What sort of heating is in the house now?
Do you have return air? If so, is the attic room attached to this return air system? If so, how?

The link you provided looks like something I would never use or trust. If you want an HRV system then get something that will return the heat properly. 

"The regenerative core is charged every 70 seconds,
afterwhich the fan reverses and the incoming air absorbs the stored heat on its way in."

That's not the way an HRV should work. 

Do you want to recover heat?
Why do you want that system over a proper HRV unit?

What type of seasons (heating cooling) will your house be going through? (not a question about the four seasons of the year).


----------



## tortilla_flat (Aug 30, 2016)

thematrixiam said:


> What sort of heating is in the house now?


No HVAC whatsoever... thus my post's title.  



thematrixiam said:


> Do you have return air? If so, is the attic room attached to this return air system? If so, how?


None whatsoever. 



thematrixiam said:


> Do you want to recover heat?
> Why do you want that system over a proper HRV unit?


No room for a proper system.
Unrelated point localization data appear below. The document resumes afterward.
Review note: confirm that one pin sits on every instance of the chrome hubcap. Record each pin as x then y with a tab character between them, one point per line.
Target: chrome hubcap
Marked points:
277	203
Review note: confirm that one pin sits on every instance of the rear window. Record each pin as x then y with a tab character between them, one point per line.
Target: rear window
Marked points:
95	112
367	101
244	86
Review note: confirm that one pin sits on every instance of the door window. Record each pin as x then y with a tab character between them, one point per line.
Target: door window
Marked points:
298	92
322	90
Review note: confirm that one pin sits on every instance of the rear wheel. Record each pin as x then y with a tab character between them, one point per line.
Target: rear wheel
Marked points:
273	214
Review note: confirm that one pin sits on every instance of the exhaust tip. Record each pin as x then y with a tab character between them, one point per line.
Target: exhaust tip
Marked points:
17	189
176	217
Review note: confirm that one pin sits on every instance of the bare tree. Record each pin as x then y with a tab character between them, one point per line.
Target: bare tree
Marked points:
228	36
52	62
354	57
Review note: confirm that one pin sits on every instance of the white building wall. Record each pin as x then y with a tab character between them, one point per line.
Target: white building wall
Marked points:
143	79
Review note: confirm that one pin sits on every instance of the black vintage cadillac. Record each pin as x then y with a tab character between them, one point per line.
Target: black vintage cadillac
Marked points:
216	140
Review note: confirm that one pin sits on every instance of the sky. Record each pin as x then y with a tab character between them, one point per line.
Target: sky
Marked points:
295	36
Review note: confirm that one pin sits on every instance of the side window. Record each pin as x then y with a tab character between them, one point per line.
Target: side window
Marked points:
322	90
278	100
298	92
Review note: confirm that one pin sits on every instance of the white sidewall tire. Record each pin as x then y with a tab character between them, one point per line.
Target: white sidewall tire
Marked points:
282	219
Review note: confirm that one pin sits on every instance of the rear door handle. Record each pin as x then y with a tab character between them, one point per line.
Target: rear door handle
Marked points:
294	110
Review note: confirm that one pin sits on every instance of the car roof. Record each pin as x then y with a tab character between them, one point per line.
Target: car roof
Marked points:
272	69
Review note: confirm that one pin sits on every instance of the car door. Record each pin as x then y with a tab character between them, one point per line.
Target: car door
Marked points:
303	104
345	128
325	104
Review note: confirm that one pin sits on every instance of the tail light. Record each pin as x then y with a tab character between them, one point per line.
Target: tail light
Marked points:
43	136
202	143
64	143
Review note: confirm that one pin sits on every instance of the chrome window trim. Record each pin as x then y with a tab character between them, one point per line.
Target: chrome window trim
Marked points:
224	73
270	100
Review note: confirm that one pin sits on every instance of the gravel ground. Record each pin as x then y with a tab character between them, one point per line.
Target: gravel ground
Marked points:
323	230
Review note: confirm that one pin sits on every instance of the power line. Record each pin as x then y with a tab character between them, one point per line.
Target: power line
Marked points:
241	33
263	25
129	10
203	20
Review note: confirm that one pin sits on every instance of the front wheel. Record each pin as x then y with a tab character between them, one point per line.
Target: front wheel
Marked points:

Attic=master bedroom. It needs to have a tiny footprint. No need for anything extensive where I live. I'm mostly in it for the ventilation and the occasional desire for heat.   



thematrixiam said:


> What type of seasons (heating cooling) will your house be going through? (not a question about the four seasons of the year).


Not really sure what you mean here... where I live it rarely goes below 50°F or over 85°F year round.


----------



## nealtw (Aug 30, 2016)

If you only need heat a few days a year I would put in a few baseboard electric heaters.


----------



## thematrixiam (Aug 31, 2016)

the seasons question is a term about what your system goes through. If you don't even have a system then it's more about what you want your potential system to go through.

Some people only have one season, others two. Then you can get more technical with things like humidity and such. 

HVAC includes lots of things: furnaces, bathroom fans, air conditioners, range hoods, fresh air supply, combustion supply, make up air, return air, in floor heating, and even baseboard heaters.

You probably at least have bathroom fans and a range hood. 

Return air could also be simply holes cut under doors. It's not literally cut, it's just that the door is short on the bottom and allows air to move under the door when closed.

I'm also not sure on code down where you are. I'm from up in Canada, so our codes could very well be a little more strict than where you are.

Your main issue seems to be proper ventilation/circulation. Here you have to have a type of circulation system for any and all types of houses, even in floor heating. 

Do you have pictures?
How thick is your attic? The actual roof space, not the room.

A HRV unit is not meant to heat. It only recovers the lost heat going out. Even a make up air unit isn't supposed to be used to heat, it just raises the temperature of the outside air. 

Would you be better off sending it down or sideways?

Do you want to exhaust the air, or circulate the air? 

How sealed is your house? Does the pressure in one area affect another area? If you open a door somewhere does a door close or open somewhere else?


----------



## tortilla_flat (Aug 31, 2016)

thematrixiam said:


> the seasons question is a term about what your system goes through. If you don't even have a system then it's more about what you want your potential system to go through.
> 
> Some people only have one season, others two. Then you can get more technical with things like humidity and such.
> 
> ...


----------



## thematrixiam (Aug 31, 2016)

I would honestly wait until you move in to figure out things.

You're going to want bath fans and range hoods. That might be where all your moisture is coming from. I would recommend at least getting those sorted out and then going from there.


----------



## tortilla_flat (Sep 1, 2016)

thematrixiam said:


> I would honestly wait until you move in to figure out things.
> 
> You're going to want bath fans and range hoods. That might be where all your moisture is coming from. I would recommend at least getting those sorted out and then going from there.



Oh most definitely... I just want to spend the next few months figuring out what all my options are. The roof gets tackled pretty close to, if not right on day 1, so it's worth having some idea of what types of ventilation will be going in. The ridge vent & vented drip edge I do want, since I like the idea of non-mechanical ventilation. 

Bathrooms and kitchens will be gutted further down the line, after the (many) exterior woes are taken care of and the house has a foundation to sit on, and exhaust fans and range hoods will definitely factor in then. We don't plan on doing a whole lot of cooking at home in the meantime due to the state of the house.


----------



## nealtw (Sep 1, 2016)

So have the roofer install the boots for the bath and hood vent so you can tie to them when you do that work.


----------



## thematrixiam (Sep 2, 2016)

Take a look at your layout. You might want to vent out the side of the house instead of the roof.


----------